President Donald Trump gestures as he speaks during an Iftar dinner in the State Dining Room at the White House in Washington, Thursday, March 27, 2025 (Pool via AP).
A federal appeals court in Colorado has rejected an emergency request from the Trump administration seeking to stay a lower court ruling temporarily blocking the federal government from using an 18th-century wartime authority to fast-track the removal of Venezuelan migrants with limited notice and minimal, if any, due process.
A three-judge panel on the U.S. Court of Appeals for the 10th Circuit on Tuesday kept in place a temporary retraining order (TRO) issued on April 22 by U.S. District Judge Charlotte N. Sweeney barring deportations in Colorado under the Alien Enemies Act (AEA).
In a two-page order, the panel reasoned that the administration was not entitled to a stay of the TRO because it did not show that leaving the order in place was “likely” to cause the government to suffer “irreparable harm.”
“The government has not made such a showing in this case,” the panel wrote in the brief two-page opinion. “All members of the class are in federal custody. And given the important unresolved issues under the Alien Enemies Act and the ruling of the United States Supreme Court that no one in that proceeding be removed under the AEA until further order of that Court, there is no realistic possibility that the government could remove any member of the class from this country before final expiration of the TRO on May 6, 2025.”
“Accordingly, the emergency motion for a stay is denied,” the order concluded.
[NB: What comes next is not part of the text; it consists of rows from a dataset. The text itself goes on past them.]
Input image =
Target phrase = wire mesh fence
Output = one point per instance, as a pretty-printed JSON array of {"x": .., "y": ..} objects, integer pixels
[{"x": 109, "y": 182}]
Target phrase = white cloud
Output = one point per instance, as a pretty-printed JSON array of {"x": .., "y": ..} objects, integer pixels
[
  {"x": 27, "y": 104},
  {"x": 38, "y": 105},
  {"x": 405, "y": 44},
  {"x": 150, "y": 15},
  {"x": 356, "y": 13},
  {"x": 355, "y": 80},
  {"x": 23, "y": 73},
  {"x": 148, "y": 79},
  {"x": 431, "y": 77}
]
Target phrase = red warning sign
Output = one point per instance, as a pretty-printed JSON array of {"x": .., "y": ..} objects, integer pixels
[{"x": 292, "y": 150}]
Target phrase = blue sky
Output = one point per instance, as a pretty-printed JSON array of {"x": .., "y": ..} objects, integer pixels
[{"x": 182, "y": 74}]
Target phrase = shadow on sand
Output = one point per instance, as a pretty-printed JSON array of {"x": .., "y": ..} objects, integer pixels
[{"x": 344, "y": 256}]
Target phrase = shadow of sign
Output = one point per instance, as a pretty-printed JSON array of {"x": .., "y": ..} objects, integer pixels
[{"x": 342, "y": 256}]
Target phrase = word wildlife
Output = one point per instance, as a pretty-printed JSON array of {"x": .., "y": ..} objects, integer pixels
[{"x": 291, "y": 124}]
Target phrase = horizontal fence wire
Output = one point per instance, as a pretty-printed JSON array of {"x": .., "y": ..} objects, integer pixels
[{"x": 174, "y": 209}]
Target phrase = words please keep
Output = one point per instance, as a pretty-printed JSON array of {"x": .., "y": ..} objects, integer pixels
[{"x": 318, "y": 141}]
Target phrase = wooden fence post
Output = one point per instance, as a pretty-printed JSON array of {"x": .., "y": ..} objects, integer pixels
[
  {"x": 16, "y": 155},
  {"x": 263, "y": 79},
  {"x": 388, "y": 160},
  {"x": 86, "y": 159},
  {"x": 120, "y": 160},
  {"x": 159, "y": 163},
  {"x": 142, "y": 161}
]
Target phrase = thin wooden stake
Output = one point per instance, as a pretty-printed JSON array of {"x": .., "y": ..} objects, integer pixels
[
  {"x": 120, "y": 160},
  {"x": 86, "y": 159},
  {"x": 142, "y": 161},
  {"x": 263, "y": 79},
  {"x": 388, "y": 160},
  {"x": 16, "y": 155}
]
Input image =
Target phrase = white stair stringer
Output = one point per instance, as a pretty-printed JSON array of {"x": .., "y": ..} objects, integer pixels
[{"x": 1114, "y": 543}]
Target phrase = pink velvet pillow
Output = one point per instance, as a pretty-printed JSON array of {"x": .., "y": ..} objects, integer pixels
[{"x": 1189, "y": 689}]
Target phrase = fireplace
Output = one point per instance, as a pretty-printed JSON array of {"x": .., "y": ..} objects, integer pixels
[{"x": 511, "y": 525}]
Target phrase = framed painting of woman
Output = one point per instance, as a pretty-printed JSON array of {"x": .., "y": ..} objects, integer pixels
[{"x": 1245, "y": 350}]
The wartime measure has been a focal point for litigation since the administration in March sent 137 migrants to a notorious work prison in El Salvador, apparently without due process, despite a court order instructing the government to return the migrants to the United States.
Federal judges in California, New York, Massachusetts, and Texas — in a case that reached the Supreme Court — have also issued court orders temporarily barring the administration from deportations under the AEA.
Sweeney had expressed doubt that Trump invocation of the AEA was constitutional, finding that the president’s March 15 proclamation was divorced from both facts and law.
Citing the original authors of several now-prominent and authoritative dictionaries, texts explaining how language was understood by the Founders, and decades of case law, Sweeney determined that the U.S. is simply not in an actual war with Venezuela or a transnational gang from within its borders, nor was the country experiencing an “invasion or predatory incursion,” as is expressly necessary for invoking the AEA.
“Satisfied with what ‘invasion’ and ‘predatory incursion’ mean, the Court could stop,” Sweeney wrote. “These words, fundamentally, demand military and wartime action. The Proclamation makes no finding that satisfies these definitional demands. Thus, to the extent the Proclamation relies on the Act’s ‘invasion’ and ‘incursion’ provisions to justify its removal powers, it does so improperly.”
Not content to leave the issue of warfare ambiguous, the judge cited recent precedent on the AEA — specifically from the case that led to the U.S. Supreme Court‘s recent guidance that all potential AEA detainees are entitled to due process via petitioning for writs of habeas corpus.
“A central limit to this power is the Act’s conditional clause — that the United States be at war or under invasion or predatory incursion,” the court’s order reads, quoting U.S. Circuit Judge Karen L. Henderson.
The order goes on, at length:
Petitioners’ first argument, proceeds from a straightforward premise. The President’s authority under the Proclamation is “vested” under the Act. The Act demands, as a “statutory requirement,” an “invasion or predatory incursion.” And because the Act’s “text and history” use these terms “to refer to military actions indicative of an actual or impending war” — not “mass illegal migration” or “criminal activities” — the Act cannot sustain the Proclamation. The Court agrees with Petitioners.
Prior to issuing her written order, Sweeney voiced concerns that the government’s resumption of swift and collective deportation flights using the obscure, 18th-century wartime authority was likely to run afoul of due process. The court’s order formalized those concerns by extending an extant temporary restraining order until May 6.
“Petitioners have shown there is a ‘substantial risk that the harm’ of being subject to the Proclamation will arise — despite their current designation as individuals who do not fall under it,” Sweeney wrote. “Should their designation change, the Court has grave concerns that Petitioners would be afforded notice that comports with due process to challenge the determination.”